UPDATED 14:22 EST / SEPTEMBER 29 2016

NEWS

Cloudflare launches two new services for dealing with traffic surges

A few days after Akamai Technologies Inc. launched a service for speeding up media-heavy websites, CloudFlare Inc. is upping the ante by rolling out two new administrative tools to its rivaling content delivery network. The first addition is a security system called Traffic Control that promises to help companies make their online properties more resilient to distributed denial-of-service attacks.

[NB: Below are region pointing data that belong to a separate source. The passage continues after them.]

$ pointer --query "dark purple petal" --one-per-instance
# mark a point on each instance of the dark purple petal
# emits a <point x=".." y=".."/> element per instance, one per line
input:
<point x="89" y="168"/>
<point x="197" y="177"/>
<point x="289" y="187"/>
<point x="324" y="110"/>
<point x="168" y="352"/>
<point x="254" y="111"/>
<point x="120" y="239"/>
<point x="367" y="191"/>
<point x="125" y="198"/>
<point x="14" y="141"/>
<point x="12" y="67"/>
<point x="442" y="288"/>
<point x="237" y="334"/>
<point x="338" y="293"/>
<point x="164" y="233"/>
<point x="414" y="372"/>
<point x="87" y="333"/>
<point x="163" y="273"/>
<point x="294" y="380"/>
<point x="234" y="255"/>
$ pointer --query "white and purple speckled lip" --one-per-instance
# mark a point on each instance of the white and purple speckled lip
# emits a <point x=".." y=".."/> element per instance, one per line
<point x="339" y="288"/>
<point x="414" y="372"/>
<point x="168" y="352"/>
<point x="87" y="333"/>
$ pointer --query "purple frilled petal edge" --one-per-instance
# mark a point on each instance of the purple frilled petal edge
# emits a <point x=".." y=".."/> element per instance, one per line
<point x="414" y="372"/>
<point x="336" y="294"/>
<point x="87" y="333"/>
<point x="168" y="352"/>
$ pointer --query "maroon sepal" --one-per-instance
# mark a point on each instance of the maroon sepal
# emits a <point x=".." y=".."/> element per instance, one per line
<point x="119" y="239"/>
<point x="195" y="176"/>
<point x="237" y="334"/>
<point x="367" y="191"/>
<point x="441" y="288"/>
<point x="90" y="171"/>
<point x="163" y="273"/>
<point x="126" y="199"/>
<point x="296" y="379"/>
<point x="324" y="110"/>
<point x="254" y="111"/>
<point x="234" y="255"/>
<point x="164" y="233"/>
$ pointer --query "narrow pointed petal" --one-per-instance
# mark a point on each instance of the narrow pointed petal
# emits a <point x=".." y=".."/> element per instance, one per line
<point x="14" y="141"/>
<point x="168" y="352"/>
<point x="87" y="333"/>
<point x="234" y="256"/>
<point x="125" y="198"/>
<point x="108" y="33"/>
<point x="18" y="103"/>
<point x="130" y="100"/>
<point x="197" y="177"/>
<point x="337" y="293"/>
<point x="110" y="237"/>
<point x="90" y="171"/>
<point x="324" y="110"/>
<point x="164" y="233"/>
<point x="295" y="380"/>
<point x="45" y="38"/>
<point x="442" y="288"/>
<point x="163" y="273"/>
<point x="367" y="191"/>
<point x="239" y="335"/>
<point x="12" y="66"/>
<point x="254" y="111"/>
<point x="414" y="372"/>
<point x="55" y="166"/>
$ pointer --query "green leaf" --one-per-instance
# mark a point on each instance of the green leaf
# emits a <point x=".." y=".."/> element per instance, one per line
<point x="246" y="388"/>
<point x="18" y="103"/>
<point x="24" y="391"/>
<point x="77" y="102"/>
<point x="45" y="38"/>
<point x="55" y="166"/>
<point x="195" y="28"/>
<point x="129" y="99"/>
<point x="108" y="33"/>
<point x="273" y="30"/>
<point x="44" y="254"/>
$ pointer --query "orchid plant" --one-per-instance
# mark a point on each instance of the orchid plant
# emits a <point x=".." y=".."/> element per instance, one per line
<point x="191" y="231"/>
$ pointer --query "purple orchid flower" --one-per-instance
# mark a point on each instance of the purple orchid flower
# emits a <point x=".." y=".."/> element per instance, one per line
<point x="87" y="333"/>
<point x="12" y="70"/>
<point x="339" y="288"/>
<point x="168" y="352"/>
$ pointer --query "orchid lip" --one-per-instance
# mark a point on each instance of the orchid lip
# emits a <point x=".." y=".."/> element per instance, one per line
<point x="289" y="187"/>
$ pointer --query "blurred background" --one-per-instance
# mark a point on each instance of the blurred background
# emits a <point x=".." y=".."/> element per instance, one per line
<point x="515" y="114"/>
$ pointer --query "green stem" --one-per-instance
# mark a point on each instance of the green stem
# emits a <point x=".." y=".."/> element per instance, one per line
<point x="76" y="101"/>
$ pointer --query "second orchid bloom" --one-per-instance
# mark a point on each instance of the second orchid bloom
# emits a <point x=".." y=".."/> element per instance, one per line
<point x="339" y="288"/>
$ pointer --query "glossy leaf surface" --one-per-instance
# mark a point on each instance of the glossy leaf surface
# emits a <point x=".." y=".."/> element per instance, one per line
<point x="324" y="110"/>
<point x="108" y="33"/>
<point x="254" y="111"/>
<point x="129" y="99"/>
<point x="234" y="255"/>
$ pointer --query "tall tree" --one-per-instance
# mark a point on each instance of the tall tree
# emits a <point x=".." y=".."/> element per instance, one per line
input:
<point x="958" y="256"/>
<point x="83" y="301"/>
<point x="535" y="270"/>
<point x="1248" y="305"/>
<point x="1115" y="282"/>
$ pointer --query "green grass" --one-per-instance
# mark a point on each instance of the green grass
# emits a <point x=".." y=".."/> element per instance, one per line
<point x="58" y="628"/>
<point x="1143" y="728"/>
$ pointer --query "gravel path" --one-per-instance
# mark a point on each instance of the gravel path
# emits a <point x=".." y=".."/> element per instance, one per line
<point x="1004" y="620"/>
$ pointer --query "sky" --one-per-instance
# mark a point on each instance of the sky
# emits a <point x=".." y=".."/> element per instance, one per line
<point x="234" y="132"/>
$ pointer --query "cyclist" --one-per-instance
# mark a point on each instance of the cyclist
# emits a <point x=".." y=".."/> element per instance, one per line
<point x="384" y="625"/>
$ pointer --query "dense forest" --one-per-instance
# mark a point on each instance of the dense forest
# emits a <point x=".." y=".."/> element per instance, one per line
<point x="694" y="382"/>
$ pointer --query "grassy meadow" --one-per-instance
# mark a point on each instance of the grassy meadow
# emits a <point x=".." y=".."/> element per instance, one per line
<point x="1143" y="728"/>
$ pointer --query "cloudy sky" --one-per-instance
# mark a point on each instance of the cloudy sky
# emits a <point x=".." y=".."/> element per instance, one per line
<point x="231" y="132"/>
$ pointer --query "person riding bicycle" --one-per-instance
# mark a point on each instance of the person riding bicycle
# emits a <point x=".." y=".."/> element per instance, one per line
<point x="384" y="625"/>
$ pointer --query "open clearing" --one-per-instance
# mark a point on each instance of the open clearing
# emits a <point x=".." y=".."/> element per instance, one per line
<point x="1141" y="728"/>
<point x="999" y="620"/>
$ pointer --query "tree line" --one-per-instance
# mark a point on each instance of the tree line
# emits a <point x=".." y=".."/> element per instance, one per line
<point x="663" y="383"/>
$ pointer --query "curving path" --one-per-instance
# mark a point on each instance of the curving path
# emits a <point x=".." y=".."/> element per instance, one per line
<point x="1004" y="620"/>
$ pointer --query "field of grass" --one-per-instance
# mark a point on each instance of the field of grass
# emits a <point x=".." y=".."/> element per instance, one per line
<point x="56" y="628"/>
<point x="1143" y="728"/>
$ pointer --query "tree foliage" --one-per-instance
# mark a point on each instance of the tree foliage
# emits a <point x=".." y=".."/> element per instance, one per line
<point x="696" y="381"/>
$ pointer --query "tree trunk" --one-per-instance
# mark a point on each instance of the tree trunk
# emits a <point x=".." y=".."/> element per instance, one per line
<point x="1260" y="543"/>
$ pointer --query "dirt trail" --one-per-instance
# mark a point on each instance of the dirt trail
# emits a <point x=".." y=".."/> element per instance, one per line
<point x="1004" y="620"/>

The service provides the ability to limit the number of requests that are accepted in a given time frame based on factors such as their source and purpose, which allows for more much granular filtering than before. An online retailer, for instance, could use the functionality to set a stricter usage cap on its resource-intensive catalog export API than its main product page. And queries that seek to upload rather than download data can be similarly vetted to protect sensitive website components like login forms.

While it can be used with any online property, CloudFlare sees Traffic Control coming particularly handy for mobile APIs, which are typically more vulnerable to DDoS attacks than regular web applications. And also they’re less equipped to handle naturally-occurring usage spikes that occur as a result of an unexpected exposure boost or event. This issue is the focus of the second service that is launching as part of today’s rollout.

CloudFlare Traffic Manager enables companies to manually route requests to different data centers and machines in the provider’s network when its automated load balancer doesn’t cut it. In a situation where a website experiences a sudden influx of international visitors, the service can be used to redirect every user’s requests to specific content delivery facilities in their proximity. And it’s also handy for dealing with technical issues that render a website’s usual caching servers unavailable.

Traffic Manager and Traffic Control are currently available in early access.